Autogestion générale, Guillaume Etiévant, Editions Les liens qui libèrent, sorti en mai 2026, 17 euros.

Je propose une démarche consistant à ce que, chaque année, une partie des fonds propres issus des bénéfices de l’entreprise devienne la propriété des salariés. La première fois que j’ai travaillé sur cette idée, c’était au sein de la Commission économie du Parti de Gauche, sans connaître, à l’époque, les précédents historiques qui l’avaient déjà incarnée. Cette proposition avait été introduite au sein de nos travaux par Pierre Nicolas, syndicaliste CGT, qui en avait fait un axe revendicatif au sein de l’entreprise Renault où il travaillait. À mon sens, ce qui rend cette idée percutante, c’est qu’elle part d’un constat simple : les profits existent, produits chaque année par le travail collectif, et ce profit devrait progressivement appartenir à ceux qui l’ont généré, mais pas sous forme de rémunération : sous forme de pouvoir. Et cela se réaliserait sans nationaliser et sans exproprier. Chaque année, un pourcentage du capital changerait de nature. Il se transformerait progressivement en propriété collective. Et ce capital-là grossirait avec le temps. Les salariés deviendraient copropriétaires de leur entreprise, jusqu’à la détenir collectivement. L’entreprise deviendrait ce qu’elle aurait toujours dû être, une communauté de travail.

Voici concrètement comment j’envisage cette socialisation progressive. Dans le fonctionnement actuel de l’économie capitaliste, l’Assemblée Générale Ordinaire Annuelle (AGOA) des actionnaires approuve chaque année les comptes de l’entreprise de l’exercice qui s’est clôturé et décide de l’affectation du bénéfice net (soit les revenus moins toutes les charges de l’exercice). Les actionnaires votent alors pour orienter ce bénéfice soit vers une distribution de dividendes, versés sur leurs comptes en banque personnels, soit vers une mise en réserve, qui vient renforcer les fonds propres de l’entreprise. Autrement dit, les actionnaires arbitrent entre deux destinations possibles du profit, qui sont en réalité deux poches des mêmes propriétaires : d’un côté, leur compte bancaire personnel (via les dividendes), de l’autre, le compte bancaire de l’entreprise qu’ils détiennent. Dans les deux cas, le capital reste entre leurs mains, simplement alloué à des usages différents.

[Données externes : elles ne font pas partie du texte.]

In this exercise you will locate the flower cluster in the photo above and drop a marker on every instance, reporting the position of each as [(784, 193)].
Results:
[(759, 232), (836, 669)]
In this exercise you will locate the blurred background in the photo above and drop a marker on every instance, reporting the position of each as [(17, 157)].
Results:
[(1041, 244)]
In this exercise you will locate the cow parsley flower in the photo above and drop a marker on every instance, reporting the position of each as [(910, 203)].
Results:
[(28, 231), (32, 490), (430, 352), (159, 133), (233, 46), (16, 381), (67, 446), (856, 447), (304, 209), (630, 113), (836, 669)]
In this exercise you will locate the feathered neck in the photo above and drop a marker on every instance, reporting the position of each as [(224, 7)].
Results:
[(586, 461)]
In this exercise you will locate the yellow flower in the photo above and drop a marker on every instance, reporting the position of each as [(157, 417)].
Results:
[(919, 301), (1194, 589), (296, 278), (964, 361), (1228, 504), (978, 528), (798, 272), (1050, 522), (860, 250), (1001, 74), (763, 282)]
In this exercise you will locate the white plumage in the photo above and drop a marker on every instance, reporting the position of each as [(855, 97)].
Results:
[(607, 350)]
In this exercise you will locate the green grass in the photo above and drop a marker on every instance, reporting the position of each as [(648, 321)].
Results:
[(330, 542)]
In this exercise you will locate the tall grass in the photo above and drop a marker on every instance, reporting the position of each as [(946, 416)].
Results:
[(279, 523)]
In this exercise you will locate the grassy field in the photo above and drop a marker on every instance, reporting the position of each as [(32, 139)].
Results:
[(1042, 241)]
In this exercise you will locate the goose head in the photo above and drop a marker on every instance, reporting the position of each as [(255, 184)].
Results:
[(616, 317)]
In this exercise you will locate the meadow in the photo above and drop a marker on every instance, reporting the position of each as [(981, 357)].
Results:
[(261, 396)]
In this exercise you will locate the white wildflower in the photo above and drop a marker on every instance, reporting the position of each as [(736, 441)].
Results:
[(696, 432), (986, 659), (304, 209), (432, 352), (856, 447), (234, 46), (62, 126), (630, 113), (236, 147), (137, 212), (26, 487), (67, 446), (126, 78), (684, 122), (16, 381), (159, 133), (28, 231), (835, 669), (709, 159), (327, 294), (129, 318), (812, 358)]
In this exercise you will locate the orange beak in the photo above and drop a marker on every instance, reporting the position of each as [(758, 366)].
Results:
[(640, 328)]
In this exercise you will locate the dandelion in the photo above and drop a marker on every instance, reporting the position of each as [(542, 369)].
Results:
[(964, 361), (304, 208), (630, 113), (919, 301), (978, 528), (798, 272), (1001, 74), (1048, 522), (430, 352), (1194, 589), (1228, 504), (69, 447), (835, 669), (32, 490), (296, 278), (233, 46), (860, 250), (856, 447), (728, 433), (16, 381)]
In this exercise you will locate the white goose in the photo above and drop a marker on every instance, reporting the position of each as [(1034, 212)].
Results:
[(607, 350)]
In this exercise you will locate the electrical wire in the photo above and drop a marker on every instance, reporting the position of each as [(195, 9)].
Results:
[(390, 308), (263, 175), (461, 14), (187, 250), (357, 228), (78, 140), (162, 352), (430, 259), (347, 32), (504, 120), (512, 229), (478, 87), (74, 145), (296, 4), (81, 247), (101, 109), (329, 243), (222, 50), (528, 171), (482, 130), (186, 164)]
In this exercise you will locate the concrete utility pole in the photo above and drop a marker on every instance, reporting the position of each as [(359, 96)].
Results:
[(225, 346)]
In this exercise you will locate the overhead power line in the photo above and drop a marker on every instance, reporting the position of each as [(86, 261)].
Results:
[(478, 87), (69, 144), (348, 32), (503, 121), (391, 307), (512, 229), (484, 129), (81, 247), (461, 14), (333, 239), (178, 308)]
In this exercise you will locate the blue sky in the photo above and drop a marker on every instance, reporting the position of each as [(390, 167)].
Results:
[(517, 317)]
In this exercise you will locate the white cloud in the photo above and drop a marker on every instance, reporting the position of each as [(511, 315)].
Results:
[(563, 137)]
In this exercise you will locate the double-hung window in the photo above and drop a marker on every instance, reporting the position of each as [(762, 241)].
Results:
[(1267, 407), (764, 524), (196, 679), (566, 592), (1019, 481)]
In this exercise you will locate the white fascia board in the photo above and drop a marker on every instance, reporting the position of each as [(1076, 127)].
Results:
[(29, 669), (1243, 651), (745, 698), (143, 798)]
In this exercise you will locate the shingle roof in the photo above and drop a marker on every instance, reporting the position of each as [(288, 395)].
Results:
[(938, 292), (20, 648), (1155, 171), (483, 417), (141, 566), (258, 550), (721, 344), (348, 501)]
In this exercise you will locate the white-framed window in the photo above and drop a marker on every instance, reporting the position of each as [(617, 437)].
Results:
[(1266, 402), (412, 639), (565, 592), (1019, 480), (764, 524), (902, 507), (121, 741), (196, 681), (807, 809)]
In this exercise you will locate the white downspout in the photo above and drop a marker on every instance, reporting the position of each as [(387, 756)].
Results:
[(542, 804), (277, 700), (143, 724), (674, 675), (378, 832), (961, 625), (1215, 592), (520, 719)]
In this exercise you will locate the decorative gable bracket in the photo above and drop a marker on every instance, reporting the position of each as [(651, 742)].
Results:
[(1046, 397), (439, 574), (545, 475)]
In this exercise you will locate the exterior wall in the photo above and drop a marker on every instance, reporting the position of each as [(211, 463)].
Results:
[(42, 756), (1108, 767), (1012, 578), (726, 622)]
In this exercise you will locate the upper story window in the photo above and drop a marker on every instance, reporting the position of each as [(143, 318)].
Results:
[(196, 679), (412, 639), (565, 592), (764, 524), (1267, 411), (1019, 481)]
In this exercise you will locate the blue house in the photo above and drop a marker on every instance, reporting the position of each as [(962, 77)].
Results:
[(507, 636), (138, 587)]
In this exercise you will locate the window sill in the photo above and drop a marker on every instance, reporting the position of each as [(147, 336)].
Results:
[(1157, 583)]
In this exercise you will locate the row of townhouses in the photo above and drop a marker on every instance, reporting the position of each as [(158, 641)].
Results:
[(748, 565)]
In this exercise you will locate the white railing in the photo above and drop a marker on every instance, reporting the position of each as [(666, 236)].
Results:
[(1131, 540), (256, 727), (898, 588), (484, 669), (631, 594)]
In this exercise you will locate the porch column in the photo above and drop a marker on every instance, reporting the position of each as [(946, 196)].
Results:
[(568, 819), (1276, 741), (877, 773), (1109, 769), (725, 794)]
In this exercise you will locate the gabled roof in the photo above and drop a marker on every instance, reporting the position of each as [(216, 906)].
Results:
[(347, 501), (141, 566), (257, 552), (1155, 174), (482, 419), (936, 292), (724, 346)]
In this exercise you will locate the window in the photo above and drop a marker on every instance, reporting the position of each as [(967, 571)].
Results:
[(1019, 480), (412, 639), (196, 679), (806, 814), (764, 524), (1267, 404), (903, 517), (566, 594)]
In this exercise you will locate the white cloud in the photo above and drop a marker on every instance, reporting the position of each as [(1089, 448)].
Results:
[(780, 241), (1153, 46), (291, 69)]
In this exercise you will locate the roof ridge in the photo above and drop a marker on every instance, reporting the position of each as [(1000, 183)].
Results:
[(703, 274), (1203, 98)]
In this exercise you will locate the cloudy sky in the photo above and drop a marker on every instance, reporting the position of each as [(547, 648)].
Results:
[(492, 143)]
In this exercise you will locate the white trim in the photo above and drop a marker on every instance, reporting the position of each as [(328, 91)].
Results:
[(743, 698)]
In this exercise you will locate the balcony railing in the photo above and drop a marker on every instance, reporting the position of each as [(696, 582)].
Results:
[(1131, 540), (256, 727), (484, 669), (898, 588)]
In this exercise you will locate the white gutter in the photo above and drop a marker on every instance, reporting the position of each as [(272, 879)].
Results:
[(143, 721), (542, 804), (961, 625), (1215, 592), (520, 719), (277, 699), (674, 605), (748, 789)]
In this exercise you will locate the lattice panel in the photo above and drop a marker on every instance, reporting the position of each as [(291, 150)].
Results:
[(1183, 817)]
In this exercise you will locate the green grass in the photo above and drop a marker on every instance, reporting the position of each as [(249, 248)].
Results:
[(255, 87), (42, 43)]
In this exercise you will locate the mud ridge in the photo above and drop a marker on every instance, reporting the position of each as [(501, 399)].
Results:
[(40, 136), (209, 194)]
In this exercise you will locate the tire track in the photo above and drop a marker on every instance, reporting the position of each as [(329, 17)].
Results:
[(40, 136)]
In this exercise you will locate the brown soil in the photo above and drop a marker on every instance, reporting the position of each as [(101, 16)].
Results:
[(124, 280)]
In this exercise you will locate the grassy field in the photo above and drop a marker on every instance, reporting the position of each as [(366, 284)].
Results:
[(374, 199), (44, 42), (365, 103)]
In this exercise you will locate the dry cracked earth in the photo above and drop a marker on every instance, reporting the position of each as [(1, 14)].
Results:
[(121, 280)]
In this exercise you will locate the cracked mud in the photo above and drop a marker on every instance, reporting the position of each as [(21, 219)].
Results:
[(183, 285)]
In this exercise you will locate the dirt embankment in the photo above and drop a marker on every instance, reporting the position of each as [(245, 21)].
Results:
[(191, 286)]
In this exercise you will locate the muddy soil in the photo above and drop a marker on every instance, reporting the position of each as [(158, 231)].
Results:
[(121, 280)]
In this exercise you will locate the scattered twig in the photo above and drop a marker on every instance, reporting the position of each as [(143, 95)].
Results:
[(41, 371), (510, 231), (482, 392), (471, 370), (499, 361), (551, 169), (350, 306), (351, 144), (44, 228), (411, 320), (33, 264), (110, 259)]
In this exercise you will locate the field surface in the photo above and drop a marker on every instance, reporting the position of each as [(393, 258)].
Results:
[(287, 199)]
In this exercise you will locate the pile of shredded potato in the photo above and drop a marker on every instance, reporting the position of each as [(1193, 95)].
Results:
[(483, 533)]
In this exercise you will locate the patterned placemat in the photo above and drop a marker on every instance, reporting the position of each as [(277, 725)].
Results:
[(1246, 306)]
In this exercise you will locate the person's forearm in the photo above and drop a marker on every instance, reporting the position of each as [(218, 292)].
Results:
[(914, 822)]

On peut envisager un système entièrement repensé dans lequel, chaque année, une fraction du bénéfice net est attribuée à une propriété collective des salariés, via le Comité social et économique (CSE), et conservée sous forme de fonds propres dans l’entreprise. Cette part des fonds propres donne lieu à l’émission de nouvelles actions de l’entreprise, qui octroie au CSE les droits de vote équivalent à leur pourcentage de détention de l’entreprise lors de l’AG des actionnaires. Ces titres, appelés actions du travail, ne donnent pas droit à dividende (ni à aucun autre type de rémunération individuelle) et sont incessibles. Cela permet de substituer progressivement les capitaux rémunérés par des capitaux non rémunérés. Sur les parts du bénéfice restantes, les actionnaires peuvent soit se les verser en dividendes, soit les affecter aux fonds propres de l’entreprise. Avec ce système, plus les actionnaires se versent des dividendes, plus ils en perdent rapidement la propriété et donc le contrôle.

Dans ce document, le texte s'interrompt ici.